Obviously Canon’s rival L Series EF 24mm f1.4 II USM is included on the EOS 5Ds’s dance card of recommended lenses, but what about Sigma’s 24mm Art model? Following Canon’s recommendation of testing its 50 MP D-SLR mounted on a tripod – and using its mirror lock-up-with-delayed-auto-release feature to ensure a completely even playing field in terms of eliminating any movement-related sources of possible softness – the Sigma lens performed impressively well, resolving the very fine detailing with commendable definition and crispness. Optimum sharpness is delivered between f2.0 and f8.0. The smoothness of the tonal gradations and the contrast characteristics are on a par with those of the various L Series primes we used on the EOS 5Ds. The bottom line here is, indeed, the bottom line as the Sigma 24mm Art has the advantage of being significantly more affordable, especially compared to its direct rivals from either Canon or Nikon.

The Verdict
This is a lens to fall in love with. Aside from the brilliant performance, it handles beautifully on any mid-sized or pro-level D-SLR, the proportions and weight making for a very well-balanced combination (especially on the former). It’s also very comfortable to handle and, while it would be nice if the focusing collar offered a little more rotational travel, it certainly allows for fast manual operations. The real highlights in terms of the optical performance are the high degree of correction for both distortion and chromatic aberrations, but the overall sharpness (even at full aperture), contrast and attractive out-of-focus characteristics all add up to a fast wide-angle prime that’s technically one of the best on the market. Throw in the considerable creative potential, a surprising degree of versatility and the wallet-friendly price tag, and Sigma’s 24mm f1.4 Art becomes a strong alternative to the camera makers’ own best offerings.
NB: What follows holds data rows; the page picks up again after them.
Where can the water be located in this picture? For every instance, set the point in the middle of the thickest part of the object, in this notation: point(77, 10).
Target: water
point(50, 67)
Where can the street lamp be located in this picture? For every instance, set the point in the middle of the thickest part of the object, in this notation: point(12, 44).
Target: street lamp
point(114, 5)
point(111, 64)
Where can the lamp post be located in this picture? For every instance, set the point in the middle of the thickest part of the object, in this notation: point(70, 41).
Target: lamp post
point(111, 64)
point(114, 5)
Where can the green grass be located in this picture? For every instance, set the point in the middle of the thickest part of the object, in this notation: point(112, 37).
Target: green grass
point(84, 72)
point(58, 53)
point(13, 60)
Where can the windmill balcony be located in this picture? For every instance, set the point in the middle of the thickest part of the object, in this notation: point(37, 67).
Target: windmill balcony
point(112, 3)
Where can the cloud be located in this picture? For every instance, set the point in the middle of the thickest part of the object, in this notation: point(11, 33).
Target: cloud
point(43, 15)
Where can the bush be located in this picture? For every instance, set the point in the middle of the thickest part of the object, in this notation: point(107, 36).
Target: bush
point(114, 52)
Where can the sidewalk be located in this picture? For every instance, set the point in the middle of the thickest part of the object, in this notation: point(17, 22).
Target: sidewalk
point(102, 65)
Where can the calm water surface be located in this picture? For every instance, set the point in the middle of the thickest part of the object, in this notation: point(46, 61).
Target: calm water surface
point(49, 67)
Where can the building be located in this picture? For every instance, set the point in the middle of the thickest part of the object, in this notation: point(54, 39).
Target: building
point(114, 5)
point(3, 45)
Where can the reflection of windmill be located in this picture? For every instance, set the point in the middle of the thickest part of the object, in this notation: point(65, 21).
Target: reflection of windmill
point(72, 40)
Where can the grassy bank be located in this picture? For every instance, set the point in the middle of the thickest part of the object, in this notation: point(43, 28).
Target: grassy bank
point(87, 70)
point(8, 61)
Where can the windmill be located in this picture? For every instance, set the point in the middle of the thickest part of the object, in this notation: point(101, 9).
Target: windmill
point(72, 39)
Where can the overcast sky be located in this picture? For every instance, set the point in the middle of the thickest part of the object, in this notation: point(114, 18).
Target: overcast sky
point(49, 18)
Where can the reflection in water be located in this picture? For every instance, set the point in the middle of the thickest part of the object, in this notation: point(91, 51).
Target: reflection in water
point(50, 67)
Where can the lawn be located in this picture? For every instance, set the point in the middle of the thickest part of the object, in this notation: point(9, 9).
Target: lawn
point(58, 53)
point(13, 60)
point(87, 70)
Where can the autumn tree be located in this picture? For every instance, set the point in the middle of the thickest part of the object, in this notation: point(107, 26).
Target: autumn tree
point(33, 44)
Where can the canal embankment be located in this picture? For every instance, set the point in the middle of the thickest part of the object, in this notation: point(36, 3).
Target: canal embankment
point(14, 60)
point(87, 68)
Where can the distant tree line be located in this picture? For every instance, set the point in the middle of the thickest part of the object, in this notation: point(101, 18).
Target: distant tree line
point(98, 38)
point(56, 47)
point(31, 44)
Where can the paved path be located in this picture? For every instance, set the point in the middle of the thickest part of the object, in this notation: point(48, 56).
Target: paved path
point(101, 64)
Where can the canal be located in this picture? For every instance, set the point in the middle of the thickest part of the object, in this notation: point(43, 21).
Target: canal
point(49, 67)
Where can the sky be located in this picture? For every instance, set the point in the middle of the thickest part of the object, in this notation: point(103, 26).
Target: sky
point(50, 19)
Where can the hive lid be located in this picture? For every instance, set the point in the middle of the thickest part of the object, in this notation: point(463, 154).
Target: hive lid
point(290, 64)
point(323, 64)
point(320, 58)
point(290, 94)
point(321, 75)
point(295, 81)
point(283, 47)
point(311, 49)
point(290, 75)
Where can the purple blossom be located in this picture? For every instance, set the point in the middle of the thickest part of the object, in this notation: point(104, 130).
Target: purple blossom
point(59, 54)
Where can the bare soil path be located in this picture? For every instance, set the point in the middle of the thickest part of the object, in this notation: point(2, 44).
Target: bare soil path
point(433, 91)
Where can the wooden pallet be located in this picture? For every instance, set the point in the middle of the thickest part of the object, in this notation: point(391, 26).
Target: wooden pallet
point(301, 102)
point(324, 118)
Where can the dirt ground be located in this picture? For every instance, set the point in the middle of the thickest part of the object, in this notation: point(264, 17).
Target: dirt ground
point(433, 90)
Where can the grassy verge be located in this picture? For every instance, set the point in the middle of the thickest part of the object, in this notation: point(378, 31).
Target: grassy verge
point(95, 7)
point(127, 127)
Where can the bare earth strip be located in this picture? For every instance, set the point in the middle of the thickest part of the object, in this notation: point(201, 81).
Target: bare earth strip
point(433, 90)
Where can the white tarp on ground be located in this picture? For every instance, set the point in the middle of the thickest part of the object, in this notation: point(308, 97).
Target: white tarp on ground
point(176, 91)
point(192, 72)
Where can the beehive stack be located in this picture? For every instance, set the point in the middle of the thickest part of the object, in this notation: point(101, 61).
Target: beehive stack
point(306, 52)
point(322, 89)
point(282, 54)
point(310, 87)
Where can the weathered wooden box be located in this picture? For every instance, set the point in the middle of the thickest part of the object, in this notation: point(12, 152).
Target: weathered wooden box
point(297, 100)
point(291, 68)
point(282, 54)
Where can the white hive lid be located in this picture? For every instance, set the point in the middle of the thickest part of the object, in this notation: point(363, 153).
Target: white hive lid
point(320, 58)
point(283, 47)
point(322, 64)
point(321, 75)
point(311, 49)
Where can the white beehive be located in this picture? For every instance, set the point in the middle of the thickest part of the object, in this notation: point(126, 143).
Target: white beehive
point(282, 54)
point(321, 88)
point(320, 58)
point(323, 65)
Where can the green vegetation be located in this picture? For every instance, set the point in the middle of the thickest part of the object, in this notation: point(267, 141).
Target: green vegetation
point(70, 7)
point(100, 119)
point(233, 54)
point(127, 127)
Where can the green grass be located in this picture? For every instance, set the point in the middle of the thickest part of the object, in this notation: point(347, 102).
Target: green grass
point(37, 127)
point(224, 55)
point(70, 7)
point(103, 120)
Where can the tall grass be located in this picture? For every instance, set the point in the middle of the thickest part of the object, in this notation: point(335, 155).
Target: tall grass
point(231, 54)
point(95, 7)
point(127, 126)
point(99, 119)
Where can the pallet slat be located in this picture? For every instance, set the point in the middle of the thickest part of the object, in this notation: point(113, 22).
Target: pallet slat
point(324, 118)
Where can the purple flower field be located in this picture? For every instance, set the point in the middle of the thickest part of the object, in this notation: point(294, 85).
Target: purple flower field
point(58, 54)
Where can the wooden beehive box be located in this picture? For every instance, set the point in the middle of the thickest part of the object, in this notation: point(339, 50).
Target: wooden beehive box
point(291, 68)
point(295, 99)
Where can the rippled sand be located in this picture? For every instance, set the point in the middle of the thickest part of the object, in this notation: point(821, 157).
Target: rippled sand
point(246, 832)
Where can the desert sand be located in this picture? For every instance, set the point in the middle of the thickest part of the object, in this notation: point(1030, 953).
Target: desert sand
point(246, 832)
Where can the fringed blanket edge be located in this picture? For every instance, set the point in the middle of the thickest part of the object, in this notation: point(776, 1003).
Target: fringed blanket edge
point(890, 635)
Sigma 24mm f1.4 DG HSM Art: $1049

Price: $1049.

Format: For full-35mm format or ‘APS-C’ size sensor D-SLRs. Focal length on the latter is equivalent to 36mm (with a magnification factor of 1.5x).

Angle-of-View: 84.1 degrees (diagonal).

Construction: 15 elements/11 groups.

Minimum Focus: 25 cm.

Maximum Reproduction Ratio: 1:5.3.

Aperture Range: f1.4 – f16.

Overall Length: 90.2 mm.

Maximum Diameter: 85.0 mm.

Filter Diameter: 77 mm.

Weight: 665 grams.

Lens Mount(s): Canon EF, Nikon F (D-type AF), Sony A and Sigma S-AF.

Features: Two aspherical elements, three ‘FLD’ (“F” Low Dispersion) glass elements, four ‘SLD’ (Super Low Dispersion) glass elements, internal focusing, nine-blade diaphragm, ultrasonic AF drive, full-time manual focus override. Lens hood and carry pouch supplied. Compatible with Sigma’s USB Dock for firmware upgrades.